Access to Platform Data – 27th Nov 2020

One of the issues I am working on at the moment is the use of data held by digital platforms for research purposes.

This is a space where the prevailing attitude of many people in the academic and policy communities might best be described as “extremely frustrated”.

They believe that many important questions for society could be answered (or at least usefully explored) if there were more access to platform data (and algorithms).

They see platforms as unnecessarily obstructive in terms of the information they are willing to share voluntarily, and are increasingly looking to regulation as a means of forcing platforms to disclose more.

There is a lot to unpick here about what this might mean in practice – who should get access, which kinds of data they should be able to access, and what conditions might have to apply to the access.

There are particular sensitivities around access to personally identifiable information and there can be significant legal compliance issues here that are more onerous than for other kinds of public or aggregated data.

These questions about the implications of data protection law for research data are the subject of much debate at the moment and I do not plan to go into them in this post.

If you are interested in this field, you may wish to contribute to a proposed initiative by the European Digital Media Observatory to look into the legal questions in some detail [NB I am a member of the Exec Board of EDMO].

For today, I wanted consider the other side of this equation – if researchers are feeling frustrated, then why might platforms be hesitant to release data and resolve that frustration?

My motive in writing about this is one of trying to get to a place where platforms do release more data – it is not to excuse platform inaction but rather to understand the mindset better so that progress can be made.

I strongly believe that it is in the platforms’ own interest, as well as the public interest, to keep improving their transparency and make more data available.

Scrutiny of large platforms is never going to stop – the choice is between having that scrutiny depend on partial data and/or assumptions made in the absence of data, or having it depend on comprehensive, reliable data.

There is a parallel with the UK’s somewhat qualified right to remain silent which says :-

You do not have to say anything. But, it may harm your defence if you do not mention when questioned something which you later rely on in court. 

UK Police Caution

Where a platform is initially hesitant to provide information about an issue under scrutiny, this should not be read as proof of guilt, but it is likely that people will apply a discount to information that is only provided late in the day.

If platforms believe that data helps them to make their case in response to claims that they are causing harm then they will benefit most when they make this available early on in (or even in anticipation of) the public debate.

Not Just Platforms

This post will naturally reflect my experience from being in conversations about sharing large digital platform data, but these dynamics apply more widely to any organisation that holds interesting data.
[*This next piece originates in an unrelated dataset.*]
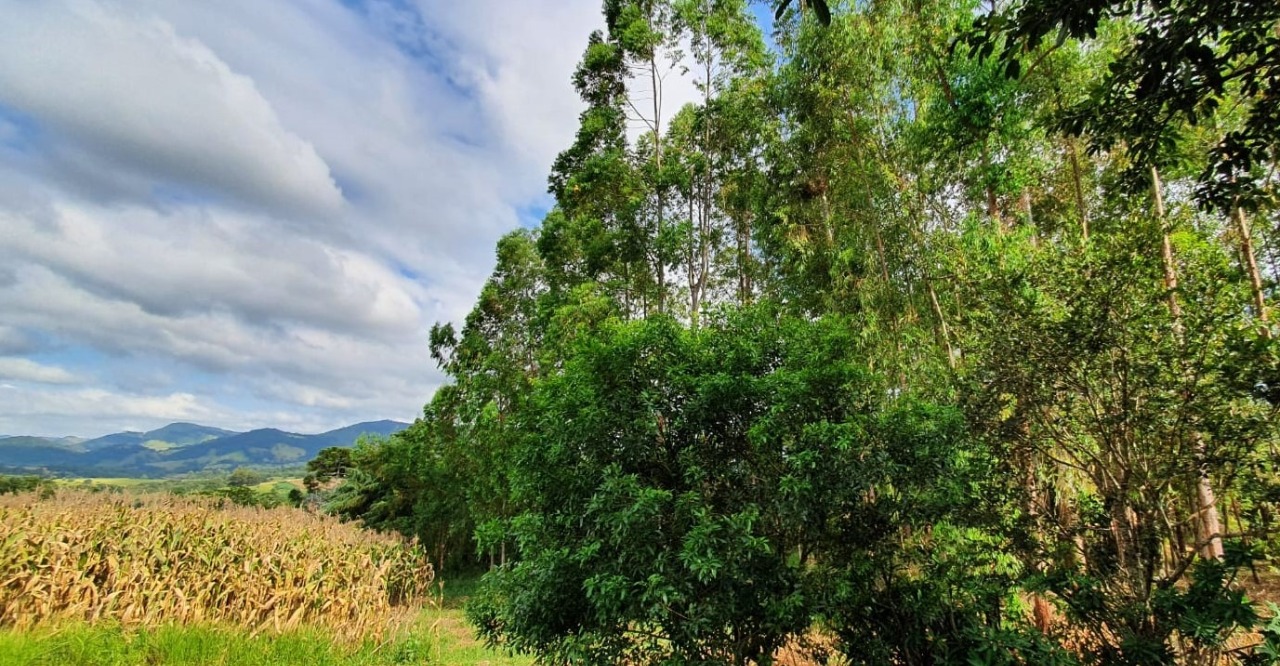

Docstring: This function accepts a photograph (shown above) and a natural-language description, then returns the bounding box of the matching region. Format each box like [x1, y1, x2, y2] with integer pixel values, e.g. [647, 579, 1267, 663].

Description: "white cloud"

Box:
[0, 0, 711, 434]
[0, 1, 342, 214]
Before working at Facebook, I was involved in a UK government initiative called the Power of Information Taskforce which was attempting to get more government data into the public domain.

The attitudes I describe below were present in varying degrees in many of the organisations that held public sector data and were pushing back against efforts to have them share more.

You may be thinking that this is more easily fixable in the public sector as Ministers can just instruct government entities to disclose information, but in reality there is rarely a simple stick to wave that overcomes all obstacles where someone is not persuaded that disclosure is the “right thing”.

Let’s get on to the pop psychology and flesh out why platforms may end up doing what appears to be the “wrong thing”, contrary to societal and their own interests, on data disclosure [where there are no legal obstacles].

Embarrassment

“I felt ashamed."

"But of what? Psyche, they hadn't stripped you naked or anything?"

"No, no, Maia. Ashamed of looking like a mortal -- of being a mortal."

"But how could you help that?"

"Don't you think the things people are most ashamed of are things they can't help?”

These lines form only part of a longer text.